It’s amor – for now, at least.
A recent Gallup poll shows that President Obama’s approval rating among Latinos has shot up to 68 points since he announced his executive order on immigration.
The Latino approval rating is 25 points higher than the national average, 43 percent, among all voters, and 37 points higher than the rating among non-Latino whites, with 31 percent.
Obama’s approval among Latinos is the highest this year.
In September, a Gallup report about Latino views on Obama noted that his approval rating among this group had sunk to 10 percentage points over the national average – lower than the typical 20 percent margin they have over others in supporting the president’s performance.
That was around the time the president had indicated he was considering pushing back acting on immigration if Congress did not seem to be advancing toward voting on a measure.
Obama courted Latinos during his presidential campaigns in 2008 and 2012 on the promise of reforming immigration. It helped him land robust Latino voter support – he won 71 percent of the Latino vote -- but his promise of changing immigration policy also was a source of frustration among this voting bloc when efforts at overhauling the system stalled, and deportations reached a record high under the Obama administration.
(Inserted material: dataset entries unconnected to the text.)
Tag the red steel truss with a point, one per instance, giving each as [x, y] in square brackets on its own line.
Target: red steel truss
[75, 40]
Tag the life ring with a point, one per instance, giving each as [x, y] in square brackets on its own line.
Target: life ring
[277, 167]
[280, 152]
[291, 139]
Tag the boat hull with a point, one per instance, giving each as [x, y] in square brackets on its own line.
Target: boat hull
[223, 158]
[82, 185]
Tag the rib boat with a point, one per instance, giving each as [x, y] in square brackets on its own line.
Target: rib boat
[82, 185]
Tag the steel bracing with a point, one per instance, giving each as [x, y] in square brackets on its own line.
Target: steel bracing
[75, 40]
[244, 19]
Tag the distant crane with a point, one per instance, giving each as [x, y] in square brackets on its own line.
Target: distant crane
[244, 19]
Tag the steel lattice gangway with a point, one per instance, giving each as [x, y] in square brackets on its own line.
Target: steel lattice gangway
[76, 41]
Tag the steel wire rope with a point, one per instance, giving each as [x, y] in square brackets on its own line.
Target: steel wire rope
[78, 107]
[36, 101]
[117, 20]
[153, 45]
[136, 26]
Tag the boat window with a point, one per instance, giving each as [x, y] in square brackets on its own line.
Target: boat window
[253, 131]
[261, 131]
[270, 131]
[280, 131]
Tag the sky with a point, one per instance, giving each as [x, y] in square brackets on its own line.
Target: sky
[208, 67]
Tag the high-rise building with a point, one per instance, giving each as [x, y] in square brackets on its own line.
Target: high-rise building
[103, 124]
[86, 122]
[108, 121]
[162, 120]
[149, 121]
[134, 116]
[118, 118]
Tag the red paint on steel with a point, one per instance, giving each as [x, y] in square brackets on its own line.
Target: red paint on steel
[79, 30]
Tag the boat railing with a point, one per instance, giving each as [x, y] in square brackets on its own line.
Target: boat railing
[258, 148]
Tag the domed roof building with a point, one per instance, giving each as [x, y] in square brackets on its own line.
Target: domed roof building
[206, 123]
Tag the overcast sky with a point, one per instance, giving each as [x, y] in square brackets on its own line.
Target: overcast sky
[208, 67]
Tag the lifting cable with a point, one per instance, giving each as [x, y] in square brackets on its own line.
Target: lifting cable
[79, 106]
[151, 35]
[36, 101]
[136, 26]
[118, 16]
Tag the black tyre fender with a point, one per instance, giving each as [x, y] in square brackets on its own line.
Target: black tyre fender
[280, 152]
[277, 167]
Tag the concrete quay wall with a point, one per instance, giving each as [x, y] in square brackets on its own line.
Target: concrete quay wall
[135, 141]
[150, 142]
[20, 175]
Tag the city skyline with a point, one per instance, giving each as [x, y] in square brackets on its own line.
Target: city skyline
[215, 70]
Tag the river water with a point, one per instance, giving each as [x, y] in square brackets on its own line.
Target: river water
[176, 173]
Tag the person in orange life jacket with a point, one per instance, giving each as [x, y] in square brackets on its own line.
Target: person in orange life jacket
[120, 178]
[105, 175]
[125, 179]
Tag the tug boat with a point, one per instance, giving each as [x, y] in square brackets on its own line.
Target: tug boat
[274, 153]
His approval rating among Latinos has gone on something of a roller coaster during his presidency, rising to 75 percent, for instance, in 2012 after he established an initiative that gave a renewable two-year reprieve from deportation to undocumented immigrants brought to the United States as minors. This summer, his approval rating dropped to about 50 percent.
Last month, the president issued an executive order sparing potentially up to 5 million undocumented immigrants from deportation, and prioritizing the removal of criminals and people who recently have crossed into the United States illegally.
Those eligible for a reprieve from deportation are people who have lived here for at least five years, and have children who are U.S. citizens or legal permanent residents.
The president's executive action established a new program called Deferred Action for Parental Accountability, or DAPA, slated to launch by next spring. DAPA builds upon a 2012 program called Deferred Action for Childhood Arrivals, or DACA, which gave a renewable two-year reprieve from deportation to undocumented immigrants who came to the United States before the age of 16 and met other criteria.
Obama said that he opted to act unilaterally on immigration because Republicans in the House, where they have a majority, had blocked any attempt to move forward on comprehensive reform of the system.
He said that while the Senate last year managed to draft and pass a bipartisan comprehensive immigration reform bill that both tightened border security and provided a path to legal status for millions of undocumented immigrants who meet a strict set of criteria, efforts to do something similar in the House had stalled.
Republicans have said that Obama cannot be trusted because he has circumvented them on such things such as his health care bill, and they said that they were leery of passing a comprehensive immigration bill because they fear he will ignore the enforcement end of it.
Republicans also are divided among themselves on just how to address immigration. On Tuesday, after House Republicans met to discuss how to respond to Obama's executive action, they indicated to reporters that they were considering various steps to block it, including voting on a measure to try to stop parts of it from becoming implemented.